Metti un agente sopra quello stesso processo senza toccarlo e togli entrambe le cose nello stesso momento. L’errore esce alla velocità della macchina e sparisce l’attrito che prima lo segnalava. L’automazione non fa fallire il processo difettoso: lo fa riuscire, più in fretta, più spesso, più uniforme.

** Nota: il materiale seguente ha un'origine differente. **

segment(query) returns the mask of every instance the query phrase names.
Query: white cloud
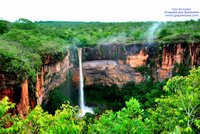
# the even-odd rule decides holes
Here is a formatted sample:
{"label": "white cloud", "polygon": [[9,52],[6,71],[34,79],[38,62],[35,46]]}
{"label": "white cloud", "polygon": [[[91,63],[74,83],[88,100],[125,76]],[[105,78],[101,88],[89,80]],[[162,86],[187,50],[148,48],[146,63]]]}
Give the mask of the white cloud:
{"label": "white cloud", "polygon": [[200,11],[197,0],[2,0],[0,17],[65,21],[151,21],[195,18],[165,17],[171,8]]}

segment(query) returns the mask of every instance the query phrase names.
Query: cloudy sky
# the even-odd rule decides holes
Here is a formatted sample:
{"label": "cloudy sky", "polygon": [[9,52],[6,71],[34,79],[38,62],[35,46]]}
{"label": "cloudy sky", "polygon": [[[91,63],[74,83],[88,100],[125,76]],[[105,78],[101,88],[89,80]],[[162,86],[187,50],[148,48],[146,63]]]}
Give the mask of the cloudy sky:
{"label": "cloudy sky", "polygon": [[[172,8],[200,11],[198,0],[1,0],[0,19],[15,21],[168,21],[199,19],[166,17]],[[198,14],[198,13],[197,13]]]}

Per questo “quanti agenti abbiamo messo in produzione” è un numero che non dice niente. La variabile che decide il ritorno è un’altra: quanto dell’output dell’agente arriva a valle senza che una persona lo riapra. Se ogni risultato va riverificato, il lavoro non è stato tolto, è stato spostato dal fare al controllare; e su un processo non ridisegnato il controllo costa più dell’esecuzione.
L’affidabilità non è una proprietà del modello. È una proprietà del sistema in cui l’agente opera: dati su cui può contare, regole esplicite, output che lascia una traccia leggibile a chi viene dopo. Un agente accurato dentro un processo ambiguo resta inutilizzabile, perché nessuno si fida abbastanza da non ricontrollare.
La domanda non è se l’AI sia capace. È se il terreno sotto regge il fatto che adesso le cose succedono senza la pausa in cui, prima, qualcuno correggeva.